Because impurities causes catalyst poisoning in low temperature fuel cells, Proton Exchange, Direct Methanol and phosphoric acid fuel cell, platinum catalyst is widely. Due to this high hydrogen purity or higher catalytic densities are required. In high temperature fuel cells, molten carbonate, alkaline, and solid oxide, a cheaper material is used such as nickel or nickel oxide. These cells do not suffer from catalytic poisoning and thus they do not need high hydrogen purity to operate. This gives them an advantage over the low temperature fuel cells (John & Shahed, 2002).
Over the years air pollution has posed a major threat to citizens in the industrialized world. The exposure to particulate of ozone, carbon dioxide and air borne toxic chemicals has posed a greater threat to their health. But the danger caused by air pollution is not only to the human but also the environment in general, vegetation has dried up, ice caps have melted and deserts have increased in both size and heat intensity and all this have been attributed to air pollution (Bradsher, 2002).
In order to reduce global warming and improve the quality of air in the world, a more improved and suitable system that minimizes the emission of green house gases and particularly carbon dioxide by 80 percent should be developed.
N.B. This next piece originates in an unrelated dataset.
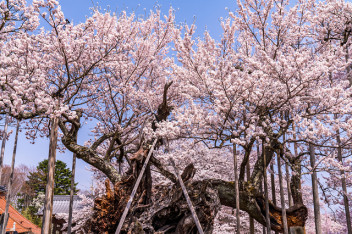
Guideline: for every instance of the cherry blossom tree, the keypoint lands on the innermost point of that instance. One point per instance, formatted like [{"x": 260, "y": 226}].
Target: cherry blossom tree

This has been seen in the use of fuel cell whose by-products are mainly water, oxygen and heat and l very minimal amounts of carbon dioxide as compared to gasoline which produces carbon dioxide, sort and lead when used in vehicles (Galen, 2001).
One of the environmentally positive sides, fuel cell emits very minimal air pollutants and this exempts them from air pollution requirement permits thus saving thousands of dollars annually. The use of fuel cell has drawn the attention of both the policy makers and the environmentalist, this is due to the fact that the use fuel cell have helped in achieving both energy and environmental goals, for instant reducing the emission of carbon dioxide by 80 percent. In areas where there is lots of smog in the air the fuel cell vehicles offer a 98 – 100 cleaner thus having a major air quality benefit to these areas. This reduces chances of contracting respiratory diseases in these areas (John & Shahed, 2002).
The uses of fuel cell have also helped in reducing the alarming impact caused by global warming. This is achieved through the fact that the fuel cell help in reducing the emission of heat trapping gases by 80-100 percent. When Natural gases are used, fuel cell help reduce the emission of the heat trapping gases by 60- 70 percent (Galen, 2001).
Conclusion
Even in fuel cell, electricity generation pollution may occur from plants generating electricity required to produce hydrogen which is used as a power source, for instant, when coal or natural gas is used more pollution will occur. Thus to attain a pollution free state the electricity must be generated from a pollution free system which may include; solar, biomass wind energy or other clean sources. Thus one should adopt a holistic point of view where one should make sure that the hydrogen being used for electrolysis comes from a clean source of energy. This ensures that the pollution is minimized (Bradsher, 2002).
Work cited
- John, Bockric & Shahed, Khan. Surface Electrochemistry, A Molecular Level Approach, 2002.
- Bradsher, K.High.,SUVS- The World Most Dangerous Vehicles & How They Got That Way. New York, Perseus Books Group, 2002.
- Brain, Marshall, Marshall Brain’s More on How Stuff Work. New York, Wiley, 2003.
- Galen R, Frysinger., A Hydrocarbon- Air Fuel Cell Using an Acid Electrolyte, 2001.